The use of appropriate periods of rest is one of the most overlooked aspects of health and fitness today. In fact, many of the recently published weight training programs that promise to deliver results in just a few short weeks do not even bother to define rest even though the time between each set and session is absolutely critical. Too much rest will compromise the benefits of the session, and too little could actually reduce strength or lead to injury.
Sebastian Hirsch has pointed out that while undefined rest is a common problem among many lifters, the same is not often true of runners. This is because a serious running program is designed with the goal of improving both the aerobic and anaerobic capacity of the runner, and the amount of rest allowed during a training session will be based on the system that is targeted for improvement. Furthermore, runners become more acutely aware of how their performance is affected by even the slightest alteration in rest, with 30 seconds of rest between sets yielding far different results than several minutes.
Rest can also refer to the amount of sleep an individual gets, though sleep is not the only part of recovery that can make a difference. Since most jobs today are sedentary in nature, active recovery is an important part of training that can also result in reducing the chance of injury. This may be something as simple as a long walk or a brisk bike ride — anything that gets blood circulating through the body to aid in the recovery process.

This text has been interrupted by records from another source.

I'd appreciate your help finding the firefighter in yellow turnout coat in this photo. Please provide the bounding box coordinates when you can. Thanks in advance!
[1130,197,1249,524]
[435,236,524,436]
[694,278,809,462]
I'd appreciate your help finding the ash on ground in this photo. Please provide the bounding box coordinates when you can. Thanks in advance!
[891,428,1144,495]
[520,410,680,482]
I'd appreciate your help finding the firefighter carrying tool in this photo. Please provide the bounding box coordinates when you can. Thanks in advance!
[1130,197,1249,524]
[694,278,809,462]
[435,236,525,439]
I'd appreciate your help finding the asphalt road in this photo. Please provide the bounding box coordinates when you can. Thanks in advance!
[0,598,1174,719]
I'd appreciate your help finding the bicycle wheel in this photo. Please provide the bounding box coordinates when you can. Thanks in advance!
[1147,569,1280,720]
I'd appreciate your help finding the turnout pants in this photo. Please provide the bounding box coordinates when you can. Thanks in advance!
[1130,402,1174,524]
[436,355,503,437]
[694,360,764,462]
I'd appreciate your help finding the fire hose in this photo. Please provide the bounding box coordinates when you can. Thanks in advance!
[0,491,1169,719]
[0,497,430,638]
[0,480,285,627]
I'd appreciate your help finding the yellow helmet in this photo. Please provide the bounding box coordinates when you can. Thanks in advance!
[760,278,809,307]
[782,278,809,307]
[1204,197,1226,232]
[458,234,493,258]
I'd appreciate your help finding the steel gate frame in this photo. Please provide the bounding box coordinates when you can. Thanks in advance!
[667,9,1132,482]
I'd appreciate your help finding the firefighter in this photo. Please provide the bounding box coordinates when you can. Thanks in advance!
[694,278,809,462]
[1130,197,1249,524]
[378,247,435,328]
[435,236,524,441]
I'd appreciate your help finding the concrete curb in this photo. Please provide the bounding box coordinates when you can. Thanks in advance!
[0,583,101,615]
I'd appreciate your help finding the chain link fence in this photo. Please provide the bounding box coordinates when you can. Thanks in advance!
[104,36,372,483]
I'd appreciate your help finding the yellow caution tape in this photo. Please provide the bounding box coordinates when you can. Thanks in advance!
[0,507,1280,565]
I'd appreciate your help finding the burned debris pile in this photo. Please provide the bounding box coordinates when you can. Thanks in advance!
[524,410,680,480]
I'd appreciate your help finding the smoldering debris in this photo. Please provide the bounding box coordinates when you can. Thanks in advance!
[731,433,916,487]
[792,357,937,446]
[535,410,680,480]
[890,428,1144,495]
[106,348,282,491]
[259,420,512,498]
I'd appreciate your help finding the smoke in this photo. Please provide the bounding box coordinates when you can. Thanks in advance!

To illustrate the importance of rest, take, for example, two men of similar strength and size who are following the same training program. The first, Hugo, sleeps five hours per night and does no form of active recovery in between training sessions. The other, Marcus, sleeps eight hours per night and takes a 45-minute walk with his dog every evening. It should be clear that Marcus is going to get more out of the program while Hugo is going to be left wondering why he is not improving at the rate he should.